Behind The Curtain
- Author: Peter Abrahams
- Language: English
- Series: Echo Falls Mystery Series
- Genre: Young adult, Mystery novel
- Publisher: HarperCollins
- Publication date: 2006
- Publication place: United States
- Media type: Print (Paperback)
- Pages: 374 pp
- ISBN: 0-06-073706-9
- OCLC: 123713811
- Preceded by: Down The Rabbit Hole
- Followed by: Into the Dark

= Behind the Curtain =

Book by Peter Abrahams

Behind the Curtain is the second book in the Echo Falls mystery series by best-selling crime novelist Peter Abrahams.

==Plot summary==
Ingrid lives in a small community called Echo Falls. She's in the school soccer team and is in the drama club. Everything is normal until one day she sees what her dad has been looking at on his computer. On the Jobs.com site. He suddenly starts getting temperamental. Throughout the next few days, Ingrid notices other weird things occurring like her brother starts getting more buff but has strange pimples on his back, and her soccer coach getting switched with another very odd coach, Julia LeCaine. Ingrid starts to try to find out what is happening and in the midst of it, on a random day when she is outside going to the MathFest, she gets kidnapped. She finds herself in the trunk of a car and escapes. But she doesn’t know who tried to kidnap her and if they would try again. Throughout the book Ingrid has to face many mysterious and scary situations to find out what is happening! Guided by her hero, Sherlock Holmes, it's not going to be easy for this 13-year-old!

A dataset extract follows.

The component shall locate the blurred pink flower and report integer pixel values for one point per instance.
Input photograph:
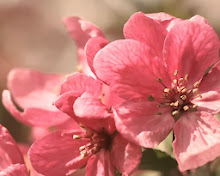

She soon realizes that the new coach, Julia LeCaine, was the one who kidnapped her for money.
After she escapes the kidnapping, which happened on the MathFest, a day she was told to show up for she was one of the contestants, barely anyone believes her, and if they did, they had doubts. Luckily, Chief Strade, father of Joey Strade (who is Ingrid's friend/romantic interest) believes her, but cannot act upon it too much, for there are too many holes in her story.

During all this, Ingrid's brother, Ty, starts taking steroids, an illegal drug sold by the Krackens (her not-so-friend, Chloe's servants). though she's quite sure of this, she doesn't want her brother to get in trouble, so she has to prove the crime herself by pretending to be a buyer. She brings a tape recorder along with her, with hopes of recording their conversation and showing it to Chief Strade. She writes a note on Carl Kraken Jr's janitor desk to meet them at the tree house she and Ty used to hang out in. She only meets Carl Senior, the oldest living Kraken, and nearly buys the steroids but is foiled when her recorder gave her away. After a quick chase in the woods, the three Krakens catch her, but Chief Strade and some other cops rescue her and arrest the Krakens.

==Reception==
Kirkus Reviews wrote "In a literature notoriously light on solid mysteries, Abrahams’s second outing for kids stands out as a deliciously plotted, highly satisfying adventure." while Publishers Weekly, in reviewing the audio version, stated "youngsters who have never read a Sherlock Holmes story will be won over by the perilous adventure so expertly presented."